I am trying to determine the best RNAseq analysis pipeline to use to identify novel spliceforms (I also care about non-coding RNAs). I have an enormous RNAseq dataset which I have already analyzed using STAR to map and RSEM to quantify. My data is in .fastq, generated from stranded library, ribodepletion method, 60M PE reads/sample, 100bp reads and from mouse. I thought I read that RSEM was not able detect novel spliceforms (am I wrong??). The pipeline I am thinking would work for this is Hisat2 > Stringtie > Ballgown. My questions are: (1) Can I use my current pipeline (STAR > RSEM) to identify novel spliceforms using special run parameters or do I need to redo the analysis with a different pipeline. (2) If a different pipeline would be better for this, which pipeline would people recommend and what options would you use for mapping and quantification.
My boss and I never discussed wanting to identify novel spliceforms and now he has a grant due and wants this data ASAP, so I'm on a timecrunch! Also, I've only been doing bioinformatics for two years and have taught myself, so I apologize if anything doesn't make sense. Please ask for clarification if needed. Your advice is greatly appreciated.
If you have already your Illumina reads, and try to map to the reference genome, you need an splice aware mapper such as HISAT2 or STAR to unravel the junctions. You are comparing reads coming from mature RNA without introns with a reference genome that have them.
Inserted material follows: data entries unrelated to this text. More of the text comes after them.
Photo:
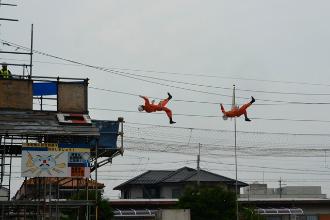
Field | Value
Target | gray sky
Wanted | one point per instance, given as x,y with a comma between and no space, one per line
261,46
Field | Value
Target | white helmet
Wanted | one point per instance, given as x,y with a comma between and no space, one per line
140,108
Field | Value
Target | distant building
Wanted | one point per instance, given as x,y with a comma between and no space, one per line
54,188
258,190
155,184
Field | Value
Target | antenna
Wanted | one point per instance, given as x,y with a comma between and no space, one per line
198,161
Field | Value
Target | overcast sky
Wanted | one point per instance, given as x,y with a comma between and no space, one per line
277,51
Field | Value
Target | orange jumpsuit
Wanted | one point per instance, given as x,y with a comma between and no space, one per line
236,112
148,107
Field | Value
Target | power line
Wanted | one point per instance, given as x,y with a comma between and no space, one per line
214,116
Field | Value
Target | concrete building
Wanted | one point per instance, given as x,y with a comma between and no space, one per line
168,184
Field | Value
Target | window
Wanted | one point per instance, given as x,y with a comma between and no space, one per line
151,193
176,193
312,217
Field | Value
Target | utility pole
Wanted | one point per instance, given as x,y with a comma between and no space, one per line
236,188
7,19
198,162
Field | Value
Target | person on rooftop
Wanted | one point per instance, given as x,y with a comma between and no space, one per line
161,106
236,111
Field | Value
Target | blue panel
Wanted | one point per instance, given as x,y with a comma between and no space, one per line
108,133
49,88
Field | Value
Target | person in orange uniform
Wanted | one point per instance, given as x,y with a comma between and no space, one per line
236,112
151,107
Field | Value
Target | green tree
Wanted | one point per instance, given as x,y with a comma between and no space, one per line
213,203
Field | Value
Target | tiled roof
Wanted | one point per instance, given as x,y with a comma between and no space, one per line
40,122
182,175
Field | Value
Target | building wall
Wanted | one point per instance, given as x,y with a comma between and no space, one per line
135,193
168,192
173,214
261,191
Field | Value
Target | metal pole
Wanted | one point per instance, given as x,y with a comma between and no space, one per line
236,188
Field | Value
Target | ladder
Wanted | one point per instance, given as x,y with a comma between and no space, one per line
5,167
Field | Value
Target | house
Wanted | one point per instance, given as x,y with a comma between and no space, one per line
260,190
290,208
168,184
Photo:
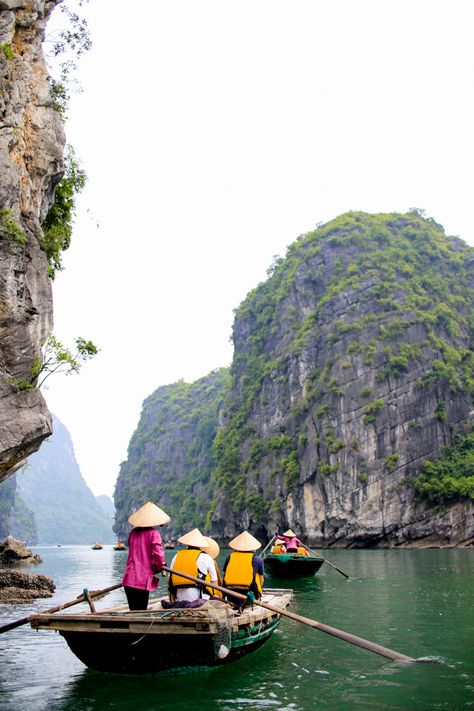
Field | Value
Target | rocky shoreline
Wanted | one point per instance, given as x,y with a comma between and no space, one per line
16,586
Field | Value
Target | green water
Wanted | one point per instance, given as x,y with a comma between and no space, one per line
420,603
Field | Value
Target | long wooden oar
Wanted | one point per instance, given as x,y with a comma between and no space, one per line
326,561
82,598
346,636
268,544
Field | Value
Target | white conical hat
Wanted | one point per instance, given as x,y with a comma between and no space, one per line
213,547
149,515
245,542
194,538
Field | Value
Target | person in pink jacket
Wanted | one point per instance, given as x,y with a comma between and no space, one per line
145,555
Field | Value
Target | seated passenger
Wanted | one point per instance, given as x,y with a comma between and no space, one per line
243,570
194,561
290,541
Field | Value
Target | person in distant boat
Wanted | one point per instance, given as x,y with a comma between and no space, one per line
145,555
243,570
289,539
193,560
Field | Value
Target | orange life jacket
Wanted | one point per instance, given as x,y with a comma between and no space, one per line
186,562
239,573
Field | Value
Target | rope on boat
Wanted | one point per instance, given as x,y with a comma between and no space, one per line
255,634
137,641
223,638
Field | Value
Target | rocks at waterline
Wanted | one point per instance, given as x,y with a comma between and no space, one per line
17,587
13,552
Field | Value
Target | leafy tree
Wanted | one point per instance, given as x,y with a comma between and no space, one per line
58,223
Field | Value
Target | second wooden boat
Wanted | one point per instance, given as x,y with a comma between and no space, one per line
118,640
291,565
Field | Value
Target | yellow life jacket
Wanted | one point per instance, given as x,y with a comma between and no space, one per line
186,562
239,573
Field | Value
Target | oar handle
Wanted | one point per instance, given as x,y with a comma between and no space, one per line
82,598
345,636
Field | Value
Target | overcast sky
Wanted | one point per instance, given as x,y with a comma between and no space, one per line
213,133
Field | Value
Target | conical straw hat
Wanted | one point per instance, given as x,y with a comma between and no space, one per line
245,542
213,548
149,515
194,538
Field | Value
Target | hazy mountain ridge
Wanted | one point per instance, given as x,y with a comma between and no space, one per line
51,485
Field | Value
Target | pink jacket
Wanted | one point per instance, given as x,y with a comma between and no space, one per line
145,556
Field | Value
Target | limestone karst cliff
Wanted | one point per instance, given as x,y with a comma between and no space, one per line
31,164
170,454
353,367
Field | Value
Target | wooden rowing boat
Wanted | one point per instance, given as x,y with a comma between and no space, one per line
291,565
158,639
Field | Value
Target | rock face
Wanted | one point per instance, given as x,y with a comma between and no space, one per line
53,488
353,364
353,370
13,552
17,587
170,456
31,164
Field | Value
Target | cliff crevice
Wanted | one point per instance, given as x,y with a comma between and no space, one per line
31,164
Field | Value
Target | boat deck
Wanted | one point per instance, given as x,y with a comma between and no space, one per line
157,620
122,641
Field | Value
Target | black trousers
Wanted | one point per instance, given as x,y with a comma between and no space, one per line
137,599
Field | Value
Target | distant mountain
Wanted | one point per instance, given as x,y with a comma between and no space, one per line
64,507
107,505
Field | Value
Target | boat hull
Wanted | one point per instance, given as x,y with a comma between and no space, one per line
139,654
145,643
292,566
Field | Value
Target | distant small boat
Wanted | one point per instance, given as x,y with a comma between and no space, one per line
284,564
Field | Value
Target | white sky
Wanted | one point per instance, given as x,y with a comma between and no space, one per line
214,133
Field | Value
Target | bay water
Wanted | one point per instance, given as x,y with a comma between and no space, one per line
419,602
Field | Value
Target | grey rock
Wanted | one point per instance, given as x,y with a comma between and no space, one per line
31,148
17,587
13,552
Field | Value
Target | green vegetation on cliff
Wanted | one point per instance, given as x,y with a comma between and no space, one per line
170,456
451,476
388,292
353,365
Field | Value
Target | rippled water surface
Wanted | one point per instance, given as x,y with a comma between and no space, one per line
420,603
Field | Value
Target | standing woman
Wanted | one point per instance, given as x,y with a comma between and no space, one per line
145,555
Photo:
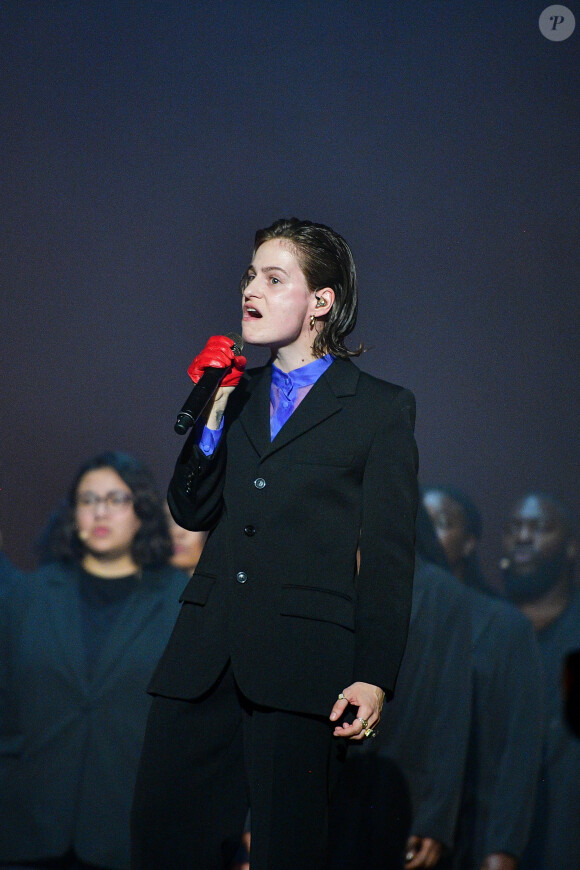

So right now, I have STAR output which was generated by mapping my reads to GRCm38.dna.primary_assembly.fa generated by-
STAR --genomeDir star --readFilesIn Sample1_Forward.fq Sample1_Reverse.fq --outSAMtype BAM SortedByCoordinate --limitBAMsortRAM 16000000000 --outSAMunmapped Within --twopassMode Basic --outFilterMultimapNmax 1 --quantMode TranscriptomeSAM --runThreadN 16 --outFileNamePrefix "Sample1_star/"
The output files are: Aligned.sortedByCoord.out.bam
Log.out
_STARgenome Aligned.toTranscriptome.out.bam Log.progress.out _STARpass1 Log.final.out
SJ.out.tab
_STARtmp
Then normally I would use RSEM on the STAR output file- Aligned.toTranscriptome.out.bam
RSEM-1.3.1/rsem-calculate-expression --bam -p 16 \ --paired-end --forward-prob .5 \ Sample1_star/Aligned.toTranscriptome.out.bam \ rsem/GRCm38 Sample1_rsem/rsem >& \ Sample1_rsem/rsem.log
The output files for RSEM are: rsem.genes.results
rsem.log
rsem.transcript.bam rsem.isoforms.results rsem.stat
I've been using the rsem.genes and rsem.isoform files so far for analysis. I was assuming that these files only contain known isoforms. Do my RSEM results already contain information on novel spliceforms? And I just am unaware of how to access it? Sorry if any of this is obvious. Also sorry for the formatting of this reply. I'm still getting used to doing it.